An Unpretentious Celebrity
Not a celebrity chef? No. That is too pretentious for Tony Bourdain. He was a celebrity non celebrity. He was the Catcher in the Rye. Like J.D Salinger’s protagonist in that book who hated phonies, Bourdain was the the quintessential celebrity “non-celebrity”. Being snooty, fakeness, elitism that looks down on the proletariat….these are the things that Anthony makes clear he wants no part of across all of his shows; the two aforementioned shows as well as “The Layover“, a Travel Channel fave of mine, and even his beginning show “A Cook’s Tour“. Here he was younger and living the new experience of travel before our eyes and through returning to some of the same places and developing existing relationships abroad, we can see his growth.
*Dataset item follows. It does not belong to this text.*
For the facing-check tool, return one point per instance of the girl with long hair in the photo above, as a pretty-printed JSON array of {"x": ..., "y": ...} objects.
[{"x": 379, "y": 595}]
For me? His politics were closer to mine than most. I didn’t always take his view but I understood his view when he let it be known. I respected how he shared his life and his struggles with his vices and his maturity over issues that affect us all. He was my fantasy celeb. The one person I would want to meet and hang out with and tell tales and imbibe with. And hang on to his experiences as a real man. A down to earth city boy like myself.
A friend of mine reminded me that you are not supposed to meet people you admire or as some see as their heroes. You will be disappointed more times than not. I believe this is because they have to put on or take off the veil, the facade, the act. The more I hear from those that knew him, he didn’t have a fake bone in him. He did have a darkness. And he struggled with the demons. But this he let us know in all facets of his celebrity, from interviews, to articles, to his show commentary.
Maybe I loved watching him because he wasn’t a celebrity chef. Maybe it was because he tried his best to be just a guy lucky enough to live a great life and be rewarded for it. Ultimately, we may never know if it was all to much, but in the mean time I thank you Mr. Bourdain. I was entertained, excited, intrigued and sometimes enlightened. You were by far the coolest celebrity traveler ever. The shoes are way to big to fill.